Ne emerge una società come corpo vivo, e non solo: la mobilitazione del tessuto sociale di auto-
organizzazione collettiva sul referendum mostra la consapevolezza dell’inserimento della specifica
lotta/impegno sociale in una visione alternativa più ampia, nella quale le singole lotte si percepiscono
come parte di un controprogetto rispetto al modello dominante. Una visione in cui la Costituzione
rappresenta ancora un punto di riferimento importante.
Una lettura utopica? Non credo. Certo, la cittadinanza sociale attiva non è un fenomeno di massa, ma può
costituire la base per (ri)costruire una politica, e un soggetto politico, che metta al centro le esigenze di
giustizia ed emancipazione sociale. Da un lato, dunque, un nuovo riconoscimento per la Costituzione, una
sua rivitalizzazione; una conferma e una concretizzazione del carattere fondamentale della
“partecipazione effettiva” (art. 3, c. 2, Cost.).
Ciò, in palese contrasto con una riforma che mira sempre più a espellere dallo spazio politico il
pluralismo e la partecipazione.

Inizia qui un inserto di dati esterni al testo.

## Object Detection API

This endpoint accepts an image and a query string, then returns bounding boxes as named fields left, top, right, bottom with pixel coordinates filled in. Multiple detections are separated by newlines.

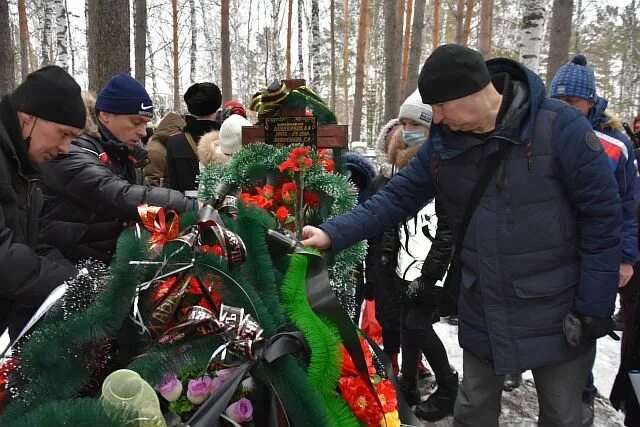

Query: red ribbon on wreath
left=137, top=204, right=180, bottom=253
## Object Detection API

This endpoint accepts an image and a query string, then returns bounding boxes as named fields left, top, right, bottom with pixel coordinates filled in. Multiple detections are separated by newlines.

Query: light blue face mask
left=403, top=129, right=427, bottom=147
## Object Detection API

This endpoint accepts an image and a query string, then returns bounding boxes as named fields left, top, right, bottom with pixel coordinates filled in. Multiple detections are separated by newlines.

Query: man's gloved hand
left=580, top=314, right=613, bottom=340
left=563, top=311, right=613, bottom=347
left=404, top=275, right=437, bottom=303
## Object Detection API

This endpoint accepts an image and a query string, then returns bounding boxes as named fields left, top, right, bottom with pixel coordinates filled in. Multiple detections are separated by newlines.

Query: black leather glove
left=580, top=313, right=613, bottom=340
left=563, top=311, right=613, bottom=347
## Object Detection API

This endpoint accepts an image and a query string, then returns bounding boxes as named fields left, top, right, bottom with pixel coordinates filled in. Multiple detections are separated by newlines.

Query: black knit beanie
left=418, top=44, right=491, bottom=105
left=184, top=82, right=222, bottom=116
left=10, top=65, right=86, bottom=129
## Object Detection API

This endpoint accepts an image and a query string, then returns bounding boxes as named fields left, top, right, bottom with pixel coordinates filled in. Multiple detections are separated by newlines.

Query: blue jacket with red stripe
left=589, top=97, right=639, bottom=265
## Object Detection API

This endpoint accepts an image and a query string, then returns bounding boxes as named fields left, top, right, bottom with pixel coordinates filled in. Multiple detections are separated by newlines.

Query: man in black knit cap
left=302, top=44, right=621, bottom=425
left=166, top=82, right=222, bottom=193
left=0, top=65, right=85, bottom=339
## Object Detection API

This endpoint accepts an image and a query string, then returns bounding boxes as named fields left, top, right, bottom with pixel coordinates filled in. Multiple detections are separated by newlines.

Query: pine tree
left=134, top=0, right=147, bottom=86
left=0, top=0, right=15, bottom=94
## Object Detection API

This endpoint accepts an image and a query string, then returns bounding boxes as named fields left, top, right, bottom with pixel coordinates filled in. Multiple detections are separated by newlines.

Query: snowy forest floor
left=0, top=320, right=627, bottom=426
left=422, top=321, right=626, bottom=426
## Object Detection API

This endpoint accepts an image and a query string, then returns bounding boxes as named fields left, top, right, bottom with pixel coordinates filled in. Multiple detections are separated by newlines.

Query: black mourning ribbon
left=266, top=230, right=421, bottom=427
left=186, top=331, right=307, bottom=427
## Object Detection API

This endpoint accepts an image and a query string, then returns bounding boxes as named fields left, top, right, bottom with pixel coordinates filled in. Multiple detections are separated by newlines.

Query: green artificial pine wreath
left=198, top=143, right=366, bottom=305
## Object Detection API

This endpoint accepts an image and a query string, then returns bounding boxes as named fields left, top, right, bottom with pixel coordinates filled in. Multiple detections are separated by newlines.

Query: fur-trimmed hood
left=375, top=118, right=401, bottom=178
left=374, top=118, right=424, bottom=176
left=197, top=130, right=229, bottom=167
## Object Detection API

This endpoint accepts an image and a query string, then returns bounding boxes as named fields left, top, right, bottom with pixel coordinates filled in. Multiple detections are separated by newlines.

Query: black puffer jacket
left=40, top=126, right=199, bottom=263
left=0, top=96, right=75, bottom=338
left=166, top=117, right=220, bottom=192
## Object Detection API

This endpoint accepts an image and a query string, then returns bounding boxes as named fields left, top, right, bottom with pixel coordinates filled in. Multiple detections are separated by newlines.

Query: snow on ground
left=420, top=321, right=626, bottom=427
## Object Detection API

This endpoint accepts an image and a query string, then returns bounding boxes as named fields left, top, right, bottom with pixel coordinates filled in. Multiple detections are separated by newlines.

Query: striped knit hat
left=549, top=54, right=596, bottom=102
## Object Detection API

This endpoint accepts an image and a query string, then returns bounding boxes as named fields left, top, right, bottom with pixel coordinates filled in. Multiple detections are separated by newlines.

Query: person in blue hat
left=550, top=54, right=640, bottom=426
left=39, top=73, right=200, bottom=264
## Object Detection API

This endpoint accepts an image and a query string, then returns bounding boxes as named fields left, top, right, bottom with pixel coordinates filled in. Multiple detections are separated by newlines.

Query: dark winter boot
left=502, top=373, right=522, bottom=392
left=398, top=375, right=421, bottom=406
left=414, top=372, right=458, bottom=422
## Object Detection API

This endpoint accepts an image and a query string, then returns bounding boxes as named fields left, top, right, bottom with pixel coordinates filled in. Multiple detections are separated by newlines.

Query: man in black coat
left=40, top=73, right=200, bottom=264
left=166, top=82, right=222, bottom=192
left=0, top=66, right=85, bottom=339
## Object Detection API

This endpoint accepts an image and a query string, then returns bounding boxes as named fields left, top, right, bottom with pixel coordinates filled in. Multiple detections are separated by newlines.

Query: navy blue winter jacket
left=320, top=59, right=622, bottom=373
left=587, top=96, right=639, bottom=265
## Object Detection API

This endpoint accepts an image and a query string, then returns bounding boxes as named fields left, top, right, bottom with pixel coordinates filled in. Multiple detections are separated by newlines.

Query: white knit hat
left=219, top=114, right=252, bottom=156
left=398, top=89, right=432, bottom=128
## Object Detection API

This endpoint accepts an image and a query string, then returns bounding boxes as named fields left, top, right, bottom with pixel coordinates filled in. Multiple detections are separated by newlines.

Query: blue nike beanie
left=95, top=73, right=154, bottom=117
left=549, top=54, right=596, bottom=102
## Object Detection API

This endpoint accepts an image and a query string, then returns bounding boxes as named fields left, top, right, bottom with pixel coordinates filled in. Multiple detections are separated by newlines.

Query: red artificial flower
left=239, top=193, right=253, bottom=204
left=189, top=277, right=203, bottom=295
left=275, top=206, right=289, bottom=223
left=281, top=182, right=298, bottom=205
left=375, top=379, right=397, bottom=413
left=303, top=191, right=320, bottom=208
left=253, top=195, right=273, bottom=209
left=0, top=358, right=20, bottom=413
left=289, top=147, right=311, bottom=159
left=340, top=338, right=377, bottom=377
left=202, top=244, right=224, bottom=256
left=320, top=158, right=335, bottom=173
left=273, top=187, right=283, bottom=204
left=278, top=158, right=300, bottom=172
left=151, top=277, right=178, bottom=302
left=256, top=184, right=274, bottom=200
left=338, top=376, right=384, bottom=426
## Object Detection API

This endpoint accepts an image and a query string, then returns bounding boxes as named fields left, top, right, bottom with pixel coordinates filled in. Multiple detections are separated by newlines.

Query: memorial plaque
left=264, top=116, right=317, bottom=147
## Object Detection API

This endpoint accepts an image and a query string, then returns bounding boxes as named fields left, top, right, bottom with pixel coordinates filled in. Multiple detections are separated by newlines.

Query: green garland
left=281, top=254, right=360, bottom=427
left=3, top=230, right=150, bottom=421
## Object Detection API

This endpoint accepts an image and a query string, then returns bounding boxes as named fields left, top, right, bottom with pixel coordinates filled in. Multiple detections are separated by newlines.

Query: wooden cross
left=241, top=79, right=348, bottom=149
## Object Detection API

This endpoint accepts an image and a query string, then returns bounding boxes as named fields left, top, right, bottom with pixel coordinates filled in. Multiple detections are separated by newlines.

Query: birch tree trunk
left=87, top=0, right=130, bottom=93
left=41, top=0, right=53, bottom=66
left=285, top=0, right=293, bottom=79
left=545, top=0, right=573, bottom=86
left=297, top=0, right=303, bottom=76
left=519, top=0, right=545, bottom=72
left=171, top=0, right=180, bottom=110
left=134, top=0, right=147, bottom=86
left=342, top=0, right=350, bottom=124
left=18, top=0, right=29, bottom=80
left=406, top=0, right=425, bottom=95
left=146, top=26, right=158, bottom=99
left=221, top=0, right=233, bottom=102
left=330, top=0, right=336, bottom=111
left=384, top=0, right=401, bottom=122
left=311, top=0, right=320, bottom=89
left=352, top=0, right=369, bottom=141
left=66, top=0, right=76, bottom=75
left=270, top=0, right=282, bottom=81
left=478, top=0, right=493, bottom=58
left=199, top=0, right=217, bottom=81
left=189, top=0, right=197, bottom=84
left=0, top=0, right=14, bottom=94
left=54, top=0, right=68, bottom=71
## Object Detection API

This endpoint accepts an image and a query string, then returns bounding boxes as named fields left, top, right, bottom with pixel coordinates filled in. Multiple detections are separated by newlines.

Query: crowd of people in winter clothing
left=2, top=41, right=640, bottom=427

Non penso solo alle norme sulla democrazia diretta, come quelle che
elevano le firme necessarie per una proposta di legge di iniziativa popolare da 50.000 a 150.000 –
lasciando immutata la non considerazione delle proposte stesse da parte del Parlamento, perché nulla
garantisce il rinvio a future e discrezionali regole stabilite dai regolamenti parlamentari (ndr: dalla
maggioranza).
Penso all’impianto complessivo di un progetto che, concentrando poteri nell’esecutivo, attraverso il
depotenziamento dei possibili contrappesi, marginalizza sempre più le minoranze mostrando insofferenza
per qualsivoglia manifestazione di dissenso e/o di partecipazione che non sia quella di un voto che mira a
individuare una maggioranza (o una minoranza artificialmente resa tale) al cui comitato direttivo – o
meglio ancora al suo vertice (il Presidente del Consiglio) – sono affidate le sorti del Paese per cinque
anni.
Dall’altro lato, non si può negare che sia in atto una lotta sulla Costituzione che rischia di dimidiarne
l’essere “patto sociale”: vi sarà una parte che stenterà a riconoscervisi. Facciamo in modo che non sia il
corpo vivo della società. Diciamo No a un modello decisionista strumentale alla competitività escludente
della razionalità neoliberista, nel nome della Costituzione, con il suo riconoscimento del conflitto sociale
e il suo progetto di emancipazione sociale, di partecipazione e di limitazione del potere.